Abstract

The recent commercial availability of silicon carbide power semiconductor devices are theoretically capable of operating at temperatures well beyond the limits of silicon devices and have generated an interest in developing high temperature capable packaging solutions to match. In this work, the performance and reliability of a number of commercially available silicon carbide power MOSFET dies from multiple vendors was determined for die temperatures up to 350°C. Although these results have demonstrated a number of aging effects and very high on-state resistances at high temperatures, it appears that these devices can perform reliably even in air atmospheres for 100 hours or more at 350°C. In addition, commercially available DBC type ceramic-based substrates have been evaluated for their thermal cycling performance and candidate high temperature capable die attach materials including silver sinter paste and tin and gold-tin pre-form based transient liquid phase types have also been evaluated.
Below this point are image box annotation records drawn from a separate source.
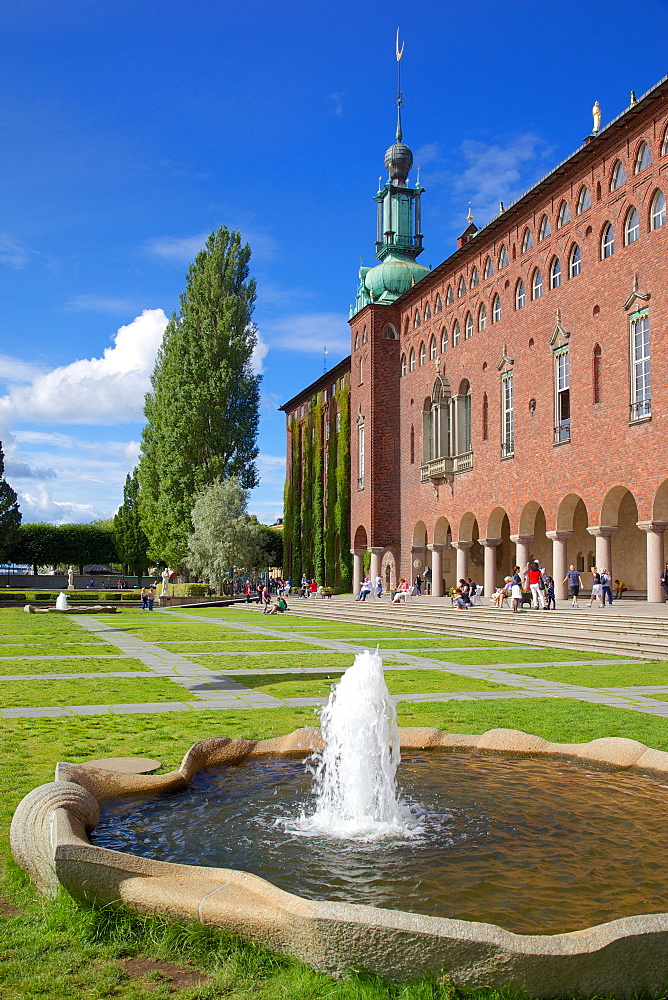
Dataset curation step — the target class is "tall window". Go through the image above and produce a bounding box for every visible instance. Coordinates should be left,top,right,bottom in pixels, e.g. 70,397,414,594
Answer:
568,243,582,278
577,184,591,215
557,201,571,229
649,191,666,229
501,371,515,458
601,222,615,260
634,142,652,174
624,208,640,246
591,344,602,403
610,160,626,191
554,347,571,441
357,424,364,490
631,309,652,420
531,267,543,300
These results have demonstrated that the active metal brazed substrates, both copper and aluminium variants, in conjunction with the silicon carbide dies and silver sinter die attach may serve as the basis for high temperature power modules, and may be operated reliably in thermal cycled applications and in air atmospheres up to 300°C. Due to large threshold voltage shift of the SiC MOSFETs at these temperatures, it may be necessary to implement a negative gate bias capability. This work has been carried out under the Innovate UK supported project HITEC, led by Prodrive and also including The University of Warwick, GE Aviation Systems, Ricardo, TT Electronics Semelab, Diamond Hard Surfaces and GaN Systems.